7) The primary care pediatric nurse practitioner is performing a well baby
examination on a 2-month-old infant who has gained 25 grams per day in the last
interval. The mother is nursing and tells the nurse practitioner that her infant
seems fussy and wants to nurse more often. What will the nurse practitioner tell
her? -- Answer ✔✔ The infant may be going through an expected growth spurt.
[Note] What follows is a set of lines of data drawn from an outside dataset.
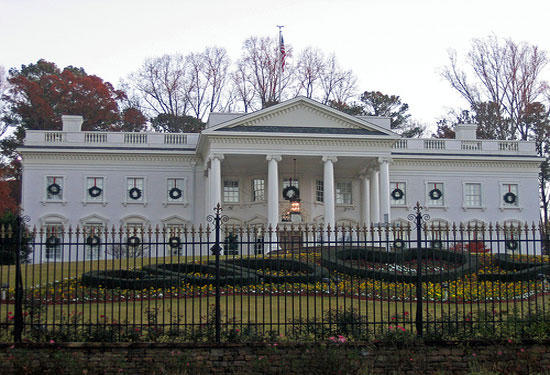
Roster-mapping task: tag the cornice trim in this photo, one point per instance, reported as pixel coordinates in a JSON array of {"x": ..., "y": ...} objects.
[
  {"x": 464, "y": 163},
  {"x": 303, "y": 141},
  {"x": 111, "y": 157}
]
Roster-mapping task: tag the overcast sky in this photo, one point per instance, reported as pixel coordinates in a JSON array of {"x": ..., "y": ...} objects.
[{"x": 397, "y": 47}]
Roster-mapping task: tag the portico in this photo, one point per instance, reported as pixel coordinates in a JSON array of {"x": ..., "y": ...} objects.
[{"x": 331, "y": 188}]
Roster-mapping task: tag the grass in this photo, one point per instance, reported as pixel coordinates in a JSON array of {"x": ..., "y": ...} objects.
[{"x": 41, "y": 273}]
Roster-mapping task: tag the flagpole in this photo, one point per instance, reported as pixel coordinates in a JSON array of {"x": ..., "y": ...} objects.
[{"x": 280, "y": 59}]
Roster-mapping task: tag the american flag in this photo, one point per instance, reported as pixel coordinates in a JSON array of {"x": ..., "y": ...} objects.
[{"x": 282, "y": 51}]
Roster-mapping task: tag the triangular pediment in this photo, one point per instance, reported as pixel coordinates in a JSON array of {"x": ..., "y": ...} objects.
[{"x": 300, "y": 115}]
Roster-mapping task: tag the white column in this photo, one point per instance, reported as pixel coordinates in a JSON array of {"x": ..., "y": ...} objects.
[
  {"x": 273, "y": 190},
  {"x": 215, "y": 178},
  {"x": 328, "y": 186},
  {"x": 365, "y": 200},
  {"x": 374, "y": 196},
  {"x": 384, "y": 189}
]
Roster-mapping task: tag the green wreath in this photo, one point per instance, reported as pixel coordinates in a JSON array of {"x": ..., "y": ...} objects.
[
  {"x": 511, "y": 244},
  {"x": 94, "y": 191},
  {"x": 134, "y": 193},
  {"x": 133, "y": 241},
  {"x": 397, "y": 194},
  {"x": 510, "y": 198},
  {"x": 174, "y": 242},
  {"x": 399, "y": 244},
  {"x": 93, "y": 241},
  {"x": 54, "y": 189},
  {"x": 291, "y": 193},
  {"x": 435, "y": 194},
  {"x": 175, "y": 193}
]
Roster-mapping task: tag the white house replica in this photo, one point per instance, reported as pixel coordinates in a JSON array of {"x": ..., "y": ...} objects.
[{"x": 297, "y": 161}]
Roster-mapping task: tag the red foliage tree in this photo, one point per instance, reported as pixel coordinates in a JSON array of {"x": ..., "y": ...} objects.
[
  {"x": 8, "y": 202},
  {"x": 40, "y": 93}
]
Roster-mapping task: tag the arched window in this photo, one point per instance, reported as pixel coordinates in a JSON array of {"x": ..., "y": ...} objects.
[
  {"x": 53, "y": 234},
  {"x": 438, "y": 232}
]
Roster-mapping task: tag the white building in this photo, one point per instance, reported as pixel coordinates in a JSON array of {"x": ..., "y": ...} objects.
[{"x": 347, "y": 170}]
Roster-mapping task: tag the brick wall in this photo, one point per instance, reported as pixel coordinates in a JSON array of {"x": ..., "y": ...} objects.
[{"x": 278, "y": 358}]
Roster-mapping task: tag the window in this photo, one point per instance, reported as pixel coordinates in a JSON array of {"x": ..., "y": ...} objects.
[
  {"x": 53, "y": 240},
  {"x": 435, "y": 194},
  {"x": 258, "y": 190},
  {"x": 134, "y": 189},
  {"x": 472, "y": 195},
  {"x": 509, "y": 195},
  {"x": 54, "y": 188},
  {"x": 174, "y": 233},
  {"x": 512, "y": 235},
  {"x": 175, "y": 190},
  {"x": 437, "y": 231},
  {"x": 320, "y": 191},
  {"x": 343, "y": 193},
  {"x": 231, "y": 191},
  {"x": 93, "y": 232},
  {"x": 94, "y": 189},
  {"x": 398, "y": 193}
]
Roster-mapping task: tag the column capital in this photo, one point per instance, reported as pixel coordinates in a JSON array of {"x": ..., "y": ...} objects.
[
  {"x": 277, "y": 158},
  {"x": 331, "y": 158}
]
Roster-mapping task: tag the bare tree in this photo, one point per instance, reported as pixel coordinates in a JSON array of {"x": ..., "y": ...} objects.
[
  {"x": 310, "y": 68},
  {"x": 507, "y": 76},
  {"x": 242, "y": 89},
  {"x": 337, "y": 84},
  {"x": 162, "y": 83},
  {"x": 3, "y": 88},
  {"x": 207, "y": 76},
  {"x": 505, "y": 89},
  {"x": 260, "y": 63}
]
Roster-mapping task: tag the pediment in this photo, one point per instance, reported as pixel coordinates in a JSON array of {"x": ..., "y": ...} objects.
[{"x": 301, "y": 115}]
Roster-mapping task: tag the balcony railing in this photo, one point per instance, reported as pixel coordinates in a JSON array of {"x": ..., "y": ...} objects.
[
  {"x": 465, "y": 146},
  {"x": 112, "y": 139}
]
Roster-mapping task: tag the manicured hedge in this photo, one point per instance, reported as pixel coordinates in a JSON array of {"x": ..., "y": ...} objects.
[
  {"x": 517, "y": 270},
  {"x": 135, "y": 280},
  {"x": 335, "y": 260},
  {"x": 256, "y": 265},
  {"x": 229, "y": 274}
]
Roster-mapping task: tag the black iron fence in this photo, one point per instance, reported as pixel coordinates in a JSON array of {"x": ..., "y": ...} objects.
[{"x": 220, "y": 282}]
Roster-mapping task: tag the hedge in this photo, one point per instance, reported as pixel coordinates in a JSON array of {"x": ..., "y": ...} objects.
[
  {"x": 229, "y": 274},
  {"x": 135, "y": 280},
  {"x": 314, "y": 272},
  {"x": 334, "y": 260}
]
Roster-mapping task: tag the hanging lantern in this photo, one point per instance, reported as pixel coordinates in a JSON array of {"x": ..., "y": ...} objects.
[{"x": 295, "y": 207}]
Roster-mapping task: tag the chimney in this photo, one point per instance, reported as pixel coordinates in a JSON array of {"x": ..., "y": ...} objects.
[
  {"x": 72, "y": 123},
  {"x": 466, "y": 132}
]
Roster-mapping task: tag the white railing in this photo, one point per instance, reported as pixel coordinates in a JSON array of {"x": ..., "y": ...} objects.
[
  {"x": 135, "y": 138},
  {"x": 400, "y": 144},
  {"x": 471, "y": 145},
  {"x": 95, "y": 137},
  {"x": 175, "y": 139},
  {"x": 508, "y": 146},
  {"x": 434, "y": 144},
  {"x": 53, "y": 137}
]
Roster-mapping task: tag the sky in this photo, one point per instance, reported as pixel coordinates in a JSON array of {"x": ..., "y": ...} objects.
[{"x": 398, "y": 47}]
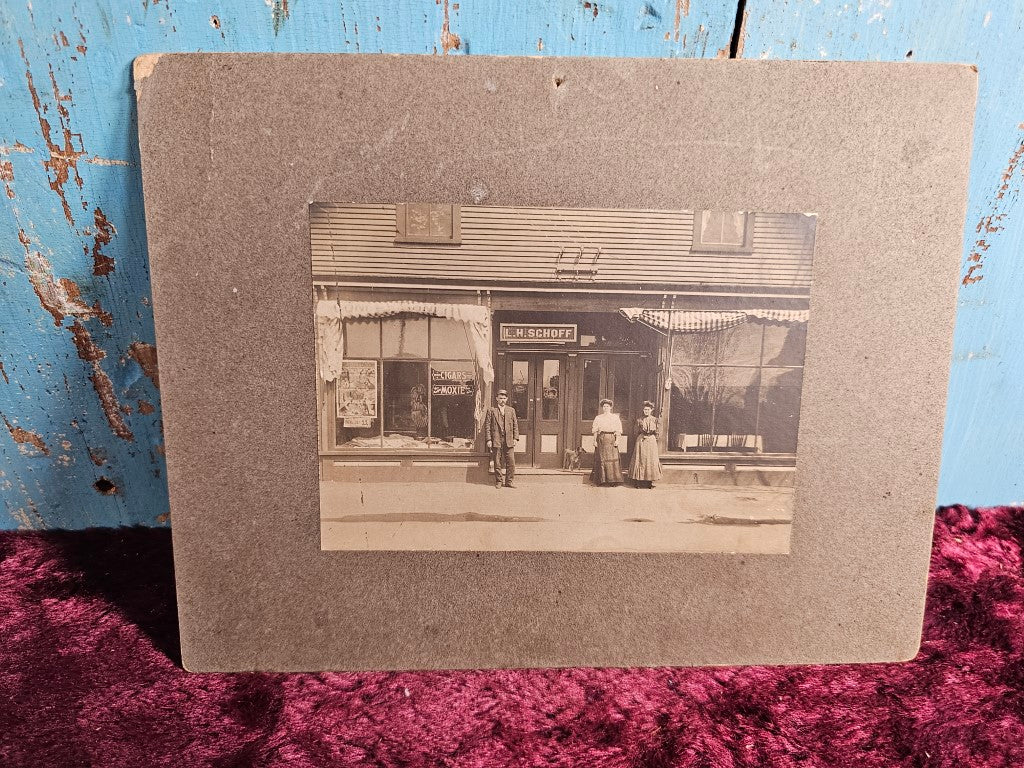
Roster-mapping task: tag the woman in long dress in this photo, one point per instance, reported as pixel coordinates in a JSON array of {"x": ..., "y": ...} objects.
[
  {"x": 607, "y": 430},
  {"x": 646, "y": 465}
]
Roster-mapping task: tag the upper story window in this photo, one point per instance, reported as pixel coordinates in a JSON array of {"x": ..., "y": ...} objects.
[
  {"x": 723, "y": 231},
  {"x": 428, "y": 222}
]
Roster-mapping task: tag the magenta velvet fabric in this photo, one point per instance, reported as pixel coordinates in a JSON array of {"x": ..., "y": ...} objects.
[{"x": 88, "y": 678}]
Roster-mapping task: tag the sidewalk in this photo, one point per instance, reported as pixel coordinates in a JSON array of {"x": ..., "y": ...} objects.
[{"x": 543, "y": 516}]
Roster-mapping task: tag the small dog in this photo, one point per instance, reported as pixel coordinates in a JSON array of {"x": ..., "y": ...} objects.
[{"x": 571, "y": 459}]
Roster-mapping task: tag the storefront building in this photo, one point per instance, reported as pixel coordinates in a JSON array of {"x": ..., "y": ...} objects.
[{"x": 423, "y": 311}]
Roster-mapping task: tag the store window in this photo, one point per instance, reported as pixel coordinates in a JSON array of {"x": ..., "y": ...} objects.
[
  {"x": 723, "y": 230},
  {"x": 736, "y": 390},
  {"x": 407, "y": 383}
]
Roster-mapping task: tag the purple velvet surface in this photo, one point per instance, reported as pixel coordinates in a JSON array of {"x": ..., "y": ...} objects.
[{"x": 88, "y": 677}]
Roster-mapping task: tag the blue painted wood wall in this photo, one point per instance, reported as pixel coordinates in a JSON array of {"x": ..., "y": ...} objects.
[{"x": 80, "y": 418}]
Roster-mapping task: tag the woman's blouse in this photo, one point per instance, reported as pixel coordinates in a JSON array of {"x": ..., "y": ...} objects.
[
  {"x": 647, "y": 425},
  {"x": 607, "y": 423}
]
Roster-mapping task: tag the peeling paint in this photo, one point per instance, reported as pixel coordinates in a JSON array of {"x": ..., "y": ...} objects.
[
  {"x": 105, "y": 161},
  {"x": 682, "y": 9},
  {"x": 142, "y": 68},
  {"x": 62, "y": 162},
  {"x": 92, "y": 354},
  {"x": 741, "y": 36},
  {"x": 450, "y": 40},
  {"x": 61, "y": 298},
  {"x": 16, "y": 146},
  {"x": 993, "y": 222},
  {"x": 101, "y": 263},
  {"x": 26, "y": 437},
  {"x": 279, "y": 13},
  {"x": 145, "y": 355},
  {"x": 7, "y": 176}
]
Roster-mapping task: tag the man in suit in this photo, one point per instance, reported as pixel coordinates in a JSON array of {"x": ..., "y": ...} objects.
[{"x": 502, "y": 432}]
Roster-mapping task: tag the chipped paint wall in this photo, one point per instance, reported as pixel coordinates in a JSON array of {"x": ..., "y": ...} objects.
[{"x": 80, "y": 439}]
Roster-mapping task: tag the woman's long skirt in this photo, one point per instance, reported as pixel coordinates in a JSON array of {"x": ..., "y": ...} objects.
[
  {"x": 646, "y": 466},
  {"x": 606, "y": 467}
]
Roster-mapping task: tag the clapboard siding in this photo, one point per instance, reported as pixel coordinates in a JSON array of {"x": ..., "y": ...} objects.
[{"x": 523, "y": 245}]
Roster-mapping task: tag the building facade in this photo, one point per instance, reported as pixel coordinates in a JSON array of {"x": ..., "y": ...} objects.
[{"x": 423, "y": 310}]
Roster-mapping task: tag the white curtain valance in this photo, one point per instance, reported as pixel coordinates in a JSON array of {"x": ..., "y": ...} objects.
[
  {"x": 704, "y": 321},
  {"x": 331, "y": 315}
]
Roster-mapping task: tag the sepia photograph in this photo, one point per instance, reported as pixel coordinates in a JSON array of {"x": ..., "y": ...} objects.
[{"x": 570, "y": 380}]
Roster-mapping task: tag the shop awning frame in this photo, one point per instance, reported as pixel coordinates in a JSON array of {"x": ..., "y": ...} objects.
[{"x": 706, "y": 321}]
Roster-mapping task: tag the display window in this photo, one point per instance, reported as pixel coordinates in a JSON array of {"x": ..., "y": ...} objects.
[
  {"x": 736, "y": 390},
  {"x": 407, "y": 384}
]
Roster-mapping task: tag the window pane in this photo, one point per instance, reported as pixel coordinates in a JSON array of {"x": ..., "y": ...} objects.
[
  {"x": 519, "y": 388},
  {"x": 440, "y": 221},
  {"x": 551, "y": 389},
  {"x": 363, "y": 339},
  {"x": 418, "y": 219},
  {"x": 711, "y": 226},
  {"x": 779, "y": 417},
  {"x": 693, "y": 348},
  {"x": 450, "y": 339},
  {"x": 735, "y": 399},
  {"x": 591, "y": 388},
  {"x": 784, "y": 344},
  {"x": 404, "y": 396},
  {"x": 740, "y": 345},
  {"x": 356, "y": 402},
  {"x": 619, "y": 387},
  {"x": 733, "y": 226},
  {"x": 453, "y": 404},
  {"x": 690, "y": 408},
  {"x": 406, "y": 338}
]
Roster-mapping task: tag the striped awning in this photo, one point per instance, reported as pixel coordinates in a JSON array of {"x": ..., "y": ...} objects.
[{"x": 704, "y": 321}]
- Explanation: Infants may have a growth spurt at 6 to 8 weeks, and mothers
who are breastfeeding may be concerned that they are not making enough
milk when they notice that the infant is fussy and wanting to nurse more
often. The PNP should reassure the mother that this is expected. It is not
necessary, since the infant is gaining weight appropriately, for the mother to
keep a log. The mother should follow the infant's cues for feeding since the
extra suckling will increase the milk supply to meet the growing infant's
needs.
8) The mother of a 6-week-old breastfeeding infant tells the primary care pediatric
nurse practitioner that her baby, who previously had bowel movements with each
feeding, now has a bowel movement once every second day. What will the nurse
practitioner tell her? -- Answer ✔✔ This may be normal for breastfed babies.
- Explanation: Infants begin to have fewer bowel movements and may have
bowel movements ranging from once or twice daily to once every other day
when breastfed. Unless there are other signs, the baby is probably not
constipated. The mother does not need to change her intake of foods or
water, unless constipation is present.